Pan, jamón y pedagogía: Lo que un bocadillo puede decir sobre nuestra sociedad
Cuando el aula se convierte en un merendero
Prometo que esta escena es real:
Cada semana, en un aula improvisada junto a un campo de hockey aún por regar, se encuentran un profesor y una veintena de alumnos universitarios. Él llega con su mochila llena de conceptos. Ellos, con el sueño pegado a las pestañas porque, a esa hora, decir que escuchan es ser generoso, y decir que atienden, una fantasía.
El profesor lo sabe. Sabe que su público es áspero, impermeable al entusiasmo ajeno. Por eso se prepara a conciencia las clases. Cada año, antes del inicio de curso, le da vueltas a los ejemplos, al orden de los bloques, al ritmo del contenido. Quiere que la teoría respire, que entre sin atragantarse. La noche anterior de cada sesión repasa sus notas, ajusta su presentación, cuadra los tiempos para no ahogar la práctica con la teoría… Todo, en nombre de lo digerible. Pero jamás imaginó que aquella mañana eso se haría tan literal.
Pasó algo que lo dejó atónito.
Del bolso de una alumna emergió una barra de pan. Una entera. Larga, viva, como un animal inofensivo pero inesperado. Y luego, como si fuera una coreografía ensayada, unas lonchas de jamón. Sin exagerar, jamón serrano del bueno.
—No me lo puedo creer… ¿te estás haciendo un bocadillo de jamón en mitad de la clase de Hockey?
Tras la carcajada general y, con todos los ojos puestos en ella, la chica devolvió las viandas a su mochila.
El profesor hizo una pausa. Respiró. Y siguió.
Pero por dentro, algo se le rompió. No era la escena —peores cosas se han visto en aulas y en escaños—, sino la ausencia total de conflicto, la naturalidad con la que sucedía, la falta de tensión entre el gesto y el lugar. Aquello, a esa chica, no le parecía una transgresión.
De verdad, la cosa tiene miga.
Hacer un bocata en clase no es una provocación, no es un gesto contestatario, no tiene relato. Es solo una necesidad inmediata, una lógica de lo instantáneo. Tengo hambre, pues como. Me aburro, pues saco el móvil. ¿Nadie les ha enseñado a esperar?
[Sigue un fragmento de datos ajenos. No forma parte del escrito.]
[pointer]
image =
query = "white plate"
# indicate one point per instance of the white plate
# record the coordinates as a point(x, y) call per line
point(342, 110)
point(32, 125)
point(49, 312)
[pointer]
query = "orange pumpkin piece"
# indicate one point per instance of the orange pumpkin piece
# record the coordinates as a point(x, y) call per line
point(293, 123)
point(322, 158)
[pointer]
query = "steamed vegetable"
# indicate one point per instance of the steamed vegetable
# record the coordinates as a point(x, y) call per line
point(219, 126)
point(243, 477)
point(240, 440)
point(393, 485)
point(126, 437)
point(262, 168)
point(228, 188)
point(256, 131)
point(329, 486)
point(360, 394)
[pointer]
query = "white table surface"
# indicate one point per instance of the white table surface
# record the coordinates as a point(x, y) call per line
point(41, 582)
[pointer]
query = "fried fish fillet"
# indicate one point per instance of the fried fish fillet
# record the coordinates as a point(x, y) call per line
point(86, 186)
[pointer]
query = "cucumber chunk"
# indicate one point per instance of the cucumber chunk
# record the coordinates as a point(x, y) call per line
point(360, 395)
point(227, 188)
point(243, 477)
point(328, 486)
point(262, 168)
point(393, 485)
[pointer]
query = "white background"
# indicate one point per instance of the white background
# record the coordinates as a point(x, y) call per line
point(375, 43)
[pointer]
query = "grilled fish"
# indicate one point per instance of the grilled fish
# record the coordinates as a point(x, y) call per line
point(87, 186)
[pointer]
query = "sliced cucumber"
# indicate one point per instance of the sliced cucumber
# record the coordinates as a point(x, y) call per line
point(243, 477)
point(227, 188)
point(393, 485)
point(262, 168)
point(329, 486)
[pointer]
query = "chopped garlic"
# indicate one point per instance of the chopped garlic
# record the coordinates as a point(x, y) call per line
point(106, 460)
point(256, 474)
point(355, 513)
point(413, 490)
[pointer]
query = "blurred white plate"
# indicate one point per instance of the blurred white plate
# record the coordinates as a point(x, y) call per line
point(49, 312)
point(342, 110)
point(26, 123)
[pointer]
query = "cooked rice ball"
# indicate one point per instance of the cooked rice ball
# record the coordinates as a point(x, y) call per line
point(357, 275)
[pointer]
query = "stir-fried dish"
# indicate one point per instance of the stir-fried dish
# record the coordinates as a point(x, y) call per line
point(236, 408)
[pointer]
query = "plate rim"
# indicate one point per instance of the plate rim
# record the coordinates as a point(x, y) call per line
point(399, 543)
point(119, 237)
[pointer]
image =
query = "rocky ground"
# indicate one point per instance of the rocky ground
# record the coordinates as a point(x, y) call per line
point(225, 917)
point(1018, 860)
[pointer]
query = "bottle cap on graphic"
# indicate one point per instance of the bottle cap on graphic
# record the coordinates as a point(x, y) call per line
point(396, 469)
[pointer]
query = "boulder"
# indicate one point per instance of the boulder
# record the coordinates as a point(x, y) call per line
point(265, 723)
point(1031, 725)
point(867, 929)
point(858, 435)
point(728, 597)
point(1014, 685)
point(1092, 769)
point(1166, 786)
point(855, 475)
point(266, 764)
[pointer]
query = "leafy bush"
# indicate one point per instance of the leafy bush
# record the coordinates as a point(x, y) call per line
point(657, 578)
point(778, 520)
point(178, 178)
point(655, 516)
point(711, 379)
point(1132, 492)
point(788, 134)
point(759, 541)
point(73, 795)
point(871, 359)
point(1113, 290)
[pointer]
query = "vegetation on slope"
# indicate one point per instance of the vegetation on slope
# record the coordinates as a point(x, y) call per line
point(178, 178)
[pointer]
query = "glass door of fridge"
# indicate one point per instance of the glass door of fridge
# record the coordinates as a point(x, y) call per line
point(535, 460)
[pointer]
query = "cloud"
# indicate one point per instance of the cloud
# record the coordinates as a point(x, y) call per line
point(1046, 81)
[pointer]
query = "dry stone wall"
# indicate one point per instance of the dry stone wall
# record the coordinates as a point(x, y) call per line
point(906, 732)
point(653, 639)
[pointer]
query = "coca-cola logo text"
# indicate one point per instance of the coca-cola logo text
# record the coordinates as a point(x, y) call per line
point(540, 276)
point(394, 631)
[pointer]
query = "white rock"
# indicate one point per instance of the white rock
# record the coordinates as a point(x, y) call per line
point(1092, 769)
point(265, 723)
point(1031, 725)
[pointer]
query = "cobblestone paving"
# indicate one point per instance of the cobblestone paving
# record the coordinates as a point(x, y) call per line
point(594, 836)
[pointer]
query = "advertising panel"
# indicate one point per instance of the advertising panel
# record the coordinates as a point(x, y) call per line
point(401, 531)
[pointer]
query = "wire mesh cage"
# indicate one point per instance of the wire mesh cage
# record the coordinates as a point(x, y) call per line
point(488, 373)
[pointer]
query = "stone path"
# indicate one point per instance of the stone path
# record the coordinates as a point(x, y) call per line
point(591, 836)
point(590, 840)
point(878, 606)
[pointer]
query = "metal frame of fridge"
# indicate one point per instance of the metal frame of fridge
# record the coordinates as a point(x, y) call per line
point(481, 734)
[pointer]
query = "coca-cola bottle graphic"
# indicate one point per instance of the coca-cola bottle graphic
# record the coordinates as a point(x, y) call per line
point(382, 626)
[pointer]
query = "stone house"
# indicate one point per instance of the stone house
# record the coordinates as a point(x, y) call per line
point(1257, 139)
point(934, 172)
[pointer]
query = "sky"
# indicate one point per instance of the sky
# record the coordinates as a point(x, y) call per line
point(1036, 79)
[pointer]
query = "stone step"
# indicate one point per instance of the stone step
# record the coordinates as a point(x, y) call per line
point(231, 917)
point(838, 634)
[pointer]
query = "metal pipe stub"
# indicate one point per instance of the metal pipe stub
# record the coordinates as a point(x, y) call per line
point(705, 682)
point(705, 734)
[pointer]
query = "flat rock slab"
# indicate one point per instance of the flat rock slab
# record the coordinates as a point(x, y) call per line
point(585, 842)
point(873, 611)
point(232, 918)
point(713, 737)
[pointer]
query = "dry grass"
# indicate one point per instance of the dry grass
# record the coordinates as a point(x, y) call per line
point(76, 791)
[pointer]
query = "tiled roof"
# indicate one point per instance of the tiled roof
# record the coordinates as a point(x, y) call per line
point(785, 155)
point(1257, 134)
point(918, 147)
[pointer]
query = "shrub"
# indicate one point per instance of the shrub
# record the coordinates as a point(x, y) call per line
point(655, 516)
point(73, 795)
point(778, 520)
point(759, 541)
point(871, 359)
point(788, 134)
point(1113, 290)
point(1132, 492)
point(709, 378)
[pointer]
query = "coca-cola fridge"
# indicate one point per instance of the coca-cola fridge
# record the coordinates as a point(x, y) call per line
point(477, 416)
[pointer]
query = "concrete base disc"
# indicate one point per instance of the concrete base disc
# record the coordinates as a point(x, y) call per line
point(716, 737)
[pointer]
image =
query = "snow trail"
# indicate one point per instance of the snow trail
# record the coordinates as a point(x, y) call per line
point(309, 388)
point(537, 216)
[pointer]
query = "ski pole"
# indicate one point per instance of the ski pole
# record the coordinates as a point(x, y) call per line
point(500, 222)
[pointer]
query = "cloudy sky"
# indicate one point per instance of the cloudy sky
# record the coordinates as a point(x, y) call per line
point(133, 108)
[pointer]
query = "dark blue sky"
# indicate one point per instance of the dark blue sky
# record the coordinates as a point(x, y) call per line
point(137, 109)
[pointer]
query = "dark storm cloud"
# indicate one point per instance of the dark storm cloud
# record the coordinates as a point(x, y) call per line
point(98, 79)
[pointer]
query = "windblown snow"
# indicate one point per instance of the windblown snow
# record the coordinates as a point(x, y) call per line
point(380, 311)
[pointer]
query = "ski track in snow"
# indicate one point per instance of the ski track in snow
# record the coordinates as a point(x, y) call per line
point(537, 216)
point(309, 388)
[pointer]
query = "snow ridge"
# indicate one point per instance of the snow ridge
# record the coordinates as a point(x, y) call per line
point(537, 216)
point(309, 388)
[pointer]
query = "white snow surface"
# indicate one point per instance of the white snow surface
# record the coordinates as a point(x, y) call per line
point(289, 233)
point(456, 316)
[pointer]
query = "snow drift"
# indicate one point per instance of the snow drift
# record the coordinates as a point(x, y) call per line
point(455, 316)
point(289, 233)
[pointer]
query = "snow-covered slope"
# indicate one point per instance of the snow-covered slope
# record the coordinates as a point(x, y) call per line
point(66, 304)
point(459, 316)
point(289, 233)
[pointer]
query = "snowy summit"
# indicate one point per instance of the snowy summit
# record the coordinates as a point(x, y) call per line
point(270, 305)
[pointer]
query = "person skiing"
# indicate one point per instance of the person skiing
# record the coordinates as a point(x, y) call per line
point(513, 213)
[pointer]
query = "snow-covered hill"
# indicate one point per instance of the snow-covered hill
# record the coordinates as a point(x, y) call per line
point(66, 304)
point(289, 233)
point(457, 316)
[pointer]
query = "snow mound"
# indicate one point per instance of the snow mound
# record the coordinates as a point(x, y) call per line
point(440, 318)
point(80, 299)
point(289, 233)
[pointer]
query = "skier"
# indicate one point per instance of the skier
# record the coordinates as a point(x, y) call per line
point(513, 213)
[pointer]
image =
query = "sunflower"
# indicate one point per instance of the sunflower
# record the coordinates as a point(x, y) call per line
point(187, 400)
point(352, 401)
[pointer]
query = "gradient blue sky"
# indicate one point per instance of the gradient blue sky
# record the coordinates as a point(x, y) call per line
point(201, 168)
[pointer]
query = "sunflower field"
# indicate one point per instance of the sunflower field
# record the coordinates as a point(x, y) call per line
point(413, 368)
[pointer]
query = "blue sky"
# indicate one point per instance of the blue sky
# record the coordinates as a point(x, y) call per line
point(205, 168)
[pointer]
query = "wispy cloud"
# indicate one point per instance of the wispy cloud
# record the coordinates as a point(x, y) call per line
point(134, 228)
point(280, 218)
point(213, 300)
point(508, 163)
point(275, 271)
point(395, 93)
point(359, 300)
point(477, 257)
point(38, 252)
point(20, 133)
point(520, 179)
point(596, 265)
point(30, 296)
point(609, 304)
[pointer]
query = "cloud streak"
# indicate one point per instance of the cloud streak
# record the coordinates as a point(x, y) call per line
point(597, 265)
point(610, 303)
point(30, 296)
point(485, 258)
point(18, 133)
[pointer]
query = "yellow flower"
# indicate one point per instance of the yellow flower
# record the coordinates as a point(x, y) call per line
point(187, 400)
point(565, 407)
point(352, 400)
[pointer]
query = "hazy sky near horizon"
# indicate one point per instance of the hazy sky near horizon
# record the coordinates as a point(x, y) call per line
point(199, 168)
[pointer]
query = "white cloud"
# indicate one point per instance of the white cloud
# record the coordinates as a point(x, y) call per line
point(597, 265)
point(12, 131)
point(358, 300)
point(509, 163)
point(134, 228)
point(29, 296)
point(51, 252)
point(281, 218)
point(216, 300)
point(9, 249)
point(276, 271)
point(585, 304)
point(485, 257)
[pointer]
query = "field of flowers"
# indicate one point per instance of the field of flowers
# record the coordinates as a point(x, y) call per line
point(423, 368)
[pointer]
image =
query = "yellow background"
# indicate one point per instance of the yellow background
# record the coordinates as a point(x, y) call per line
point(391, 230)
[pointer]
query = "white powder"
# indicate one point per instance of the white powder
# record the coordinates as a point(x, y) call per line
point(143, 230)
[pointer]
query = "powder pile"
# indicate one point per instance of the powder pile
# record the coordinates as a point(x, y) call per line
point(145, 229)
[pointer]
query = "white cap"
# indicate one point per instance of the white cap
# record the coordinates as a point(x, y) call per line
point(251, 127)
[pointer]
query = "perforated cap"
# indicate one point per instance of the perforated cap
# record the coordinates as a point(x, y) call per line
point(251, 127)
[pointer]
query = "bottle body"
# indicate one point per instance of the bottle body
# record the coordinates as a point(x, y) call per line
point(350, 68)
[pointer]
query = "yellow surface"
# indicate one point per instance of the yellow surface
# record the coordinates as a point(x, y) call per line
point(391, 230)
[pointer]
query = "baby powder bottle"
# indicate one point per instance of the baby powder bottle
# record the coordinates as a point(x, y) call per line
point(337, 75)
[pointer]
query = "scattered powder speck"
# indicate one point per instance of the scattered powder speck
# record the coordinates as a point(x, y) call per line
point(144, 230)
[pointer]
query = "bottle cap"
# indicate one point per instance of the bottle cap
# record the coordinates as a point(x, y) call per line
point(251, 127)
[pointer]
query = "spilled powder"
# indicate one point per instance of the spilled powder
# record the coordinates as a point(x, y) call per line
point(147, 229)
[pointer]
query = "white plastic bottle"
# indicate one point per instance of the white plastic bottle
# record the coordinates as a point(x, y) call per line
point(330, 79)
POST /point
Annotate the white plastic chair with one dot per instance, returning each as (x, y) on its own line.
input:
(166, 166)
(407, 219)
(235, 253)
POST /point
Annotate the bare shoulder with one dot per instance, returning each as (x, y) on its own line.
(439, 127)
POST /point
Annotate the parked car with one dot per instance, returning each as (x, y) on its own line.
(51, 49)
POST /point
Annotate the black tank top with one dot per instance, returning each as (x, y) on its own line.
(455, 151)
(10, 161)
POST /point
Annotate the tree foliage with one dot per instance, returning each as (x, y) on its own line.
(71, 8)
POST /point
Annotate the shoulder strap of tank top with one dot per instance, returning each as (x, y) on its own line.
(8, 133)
Y los profesores, ay, ya no son figuras de autoridad. Son ruido de fondo. Han perdido el misterio, el respeto, la pausa. Esa pequeña liturgia del aula, donde hablar era casi un acto sagrado, se ha ido deshilachando ¿hasta desaparecer?
Aquel bocadillo crujiente e indiferente parecía la metáfora perfecta de nuestra época: urgente, individual, silenciosamente insolente.
¿Y el profesor? Sigue enseñando, con la esperanza de que, entre tanto ruido, todavía quede alguien escuchando.
Del crujido del pan al silencio del respeto
Esta escena no es una anécdota aislada: es el síntoma visible de un proceso más amplio que atraviesa aulas, hogares, empresas y calles. Desde finales del siglo XX los sociólogos llevan observando una erosión del concepto mismo de autoridad.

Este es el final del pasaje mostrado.